`stackit_ske_cluster` fails recovering `kube_config`

stackitcloud / terraform-provider-stackit

The official Terraform provider for STACKIT

https://registry.terraform.io/providers/stackitcloud/stackit

Apache License 2.0

41 stars 14 forks source link

`stackit_ske_cluster` fails recovering `kube_config` #244

Closed JorTurFer closed 9 months ago

JorTurFer commented 9 months ago

Hello We have some automations on top of the terraform provider and they have started to fail with 400 Bad Request during apply commands:

Error: Error creating/updating cluster
│ 
│   with module.ske.stackit_ske_cluster.cluster,
│   on ../modules/SKE/02_ske.tf line 1, in resource "stackit_ske_cluster" "cluster":
│    1: resource "stackit_ske_cluster" "cluster" {
│ 
│ Getting credential: fetching cluster credentials: 400 Bad Request, status code 400, Body: {"code":"FailedPrecondition","message":"endpoint is unavailable for
│ clusters that have already obtained a kubeconfig or triggered a credentials rotation via the new endpoints","details":""}

I think that this could be related with an unexpected breaking change due to recent changes in the API to generate short lived tokens instead of a long term token but currently the provider is broken as it can continue from there.

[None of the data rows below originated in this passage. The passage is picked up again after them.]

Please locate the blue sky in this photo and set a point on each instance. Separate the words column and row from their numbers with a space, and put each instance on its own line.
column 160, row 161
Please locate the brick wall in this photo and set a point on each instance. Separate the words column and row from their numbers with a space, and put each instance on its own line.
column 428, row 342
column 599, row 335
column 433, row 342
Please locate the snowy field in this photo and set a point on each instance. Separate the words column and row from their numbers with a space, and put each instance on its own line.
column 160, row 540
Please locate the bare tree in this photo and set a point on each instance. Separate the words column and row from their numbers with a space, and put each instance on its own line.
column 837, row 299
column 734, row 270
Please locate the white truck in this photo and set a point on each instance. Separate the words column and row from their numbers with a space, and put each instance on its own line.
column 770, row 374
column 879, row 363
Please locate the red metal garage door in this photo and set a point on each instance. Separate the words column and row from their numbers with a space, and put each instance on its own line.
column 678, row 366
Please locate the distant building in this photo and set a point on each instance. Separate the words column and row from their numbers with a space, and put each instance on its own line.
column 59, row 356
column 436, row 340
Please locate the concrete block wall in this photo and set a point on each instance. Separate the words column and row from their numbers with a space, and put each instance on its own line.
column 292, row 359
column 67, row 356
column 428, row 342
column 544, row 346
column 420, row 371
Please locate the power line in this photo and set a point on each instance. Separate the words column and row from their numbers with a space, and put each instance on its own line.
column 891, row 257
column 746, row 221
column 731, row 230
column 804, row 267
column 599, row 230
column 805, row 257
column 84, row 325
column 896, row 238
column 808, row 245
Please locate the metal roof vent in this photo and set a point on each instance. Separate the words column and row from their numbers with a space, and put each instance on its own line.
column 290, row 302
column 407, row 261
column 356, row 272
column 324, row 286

I'm willing to contribute with a fix if it helps speeding up the process, as we are a bit blocked by this

JorTurFer commented 9 months ago

Given that, I'm not 100% sure about the best approach to fix this. From my (ignorant) pov, we could :

Generate a token with a fixed expiration, customizable by users within the resource (or just with a default expiration, e.g: 1 hour or so)
Supporting a new resource which allows to generate those tokens and removing the kube_config attribute from stackit_ske_cluster

I'd say that just generating a short lived token could be the easiest fix the the issue meanwhile another option is applied (or not)

vicentepinto98 commented 9 months ago

Hello @JorTurFer , I will have a look into this issue as soon as possible.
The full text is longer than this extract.